For years, running a highly available (HA) PostgreSQL cluster was considered one of the "final bosses" of database administration. If you wanted a setup that could survive a node failure without manual intervention, you had to piece together a complex puzzle of tools.

I have been managing this "manual way" for a long time now, wrestling with configurations and making sure all moving parts stay in sync. But recently, I finally made the leap and migrated to CloudNativePG, and the difference is huge.

The world has changed. With the rise of Kubernetes and the advent of CloudNativePG, the "modern way" of running Postgres is finally here.

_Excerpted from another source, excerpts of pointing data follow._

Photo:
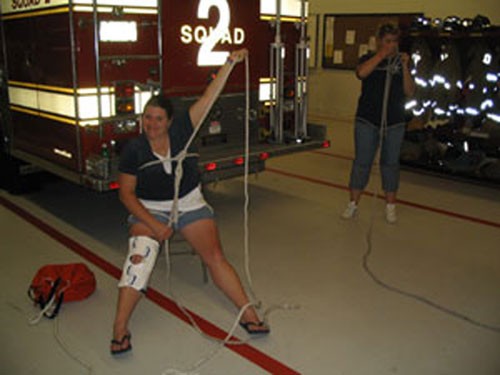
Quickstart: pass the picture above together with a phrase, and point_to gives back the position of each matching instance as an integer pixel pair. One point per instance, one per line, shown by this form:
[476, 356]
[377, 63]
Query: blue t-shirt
[153, 183]
[371, 100]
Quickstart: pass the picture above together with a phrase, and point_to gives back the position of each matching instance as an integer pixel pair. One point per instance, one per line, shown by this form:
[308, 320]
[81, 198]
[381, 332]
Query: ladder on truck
[151, 86]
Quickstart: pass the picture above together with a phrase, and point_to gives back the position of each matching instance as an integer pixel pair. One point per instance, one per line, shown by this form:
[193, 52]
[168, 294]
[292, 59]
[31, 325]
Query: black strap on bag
[52, 303]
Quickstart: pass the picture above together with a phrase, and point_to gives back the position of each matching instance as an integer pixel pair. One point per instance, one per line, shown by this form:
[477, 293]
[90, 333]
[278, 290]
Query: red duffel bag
[56, 283]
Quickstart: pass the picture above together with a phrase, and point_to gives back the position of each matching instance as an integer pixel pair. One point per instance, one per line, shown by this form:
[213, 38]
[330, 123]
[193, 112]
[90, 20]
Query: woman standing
[371, 116]
[148, 192]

The "Old" Way: A House of Cards?

Before Kubernetes operators like CloudNativePG, the gold standard for Postgres HA involved a stack that looked something like this:

  1. PostgreSQL: The database itself.
  2. Patroni: A Python-based template to manage the Postgres lifecycle and replication.
  3. etcd (or Consul/Zookeeper): A distributed consensus store used by Patroni to keep track of who the leader is.
  4. HAProxy: To provide a single entry point for applications, routing traffic to the current primary.
  5. Keepalived: Often needed to provide a Virtual IP (VIP) for HAProxy itself.

The Pain Points

While this stack is robust and proven, it comes with significant overhead:

  • Complexity: You aren't just managing a database; you're managing a distributed system (etcd) and a load balancer (HAProxy) on top of it.
  • Configuration Hell: Each component has its own configuration file, its own failure modes, and its own scaling requirements.
  • Maintenance Burden: Upgrading Postgres often meant carefully orchestrating updates across Patroni while making sure etcd stayed healthy throughout.
  • Monitoring: You need to monitor four or five different services just to know your database is "up."

The Modern Way: CloudNativePG

CloudNativePG (CNPG) is an open-source operator designed specifically for Kubernetes. It doesn't just "wrap" Postgres; it treats the database as a native part of the Kubernetes ecosystem.

Why it's different

The most radical thing about CNPG is what it doesn't include. It completely eliminates the need for Patroni, etcd, and HAProxy.

How? By using what Kubernetes already gives you.

  • No etcd needed: CNPG uses the Kubernetes API server as its source of truth for leader election and cluster state. If you have a working K8s cluster, you already have the consensus layer you need.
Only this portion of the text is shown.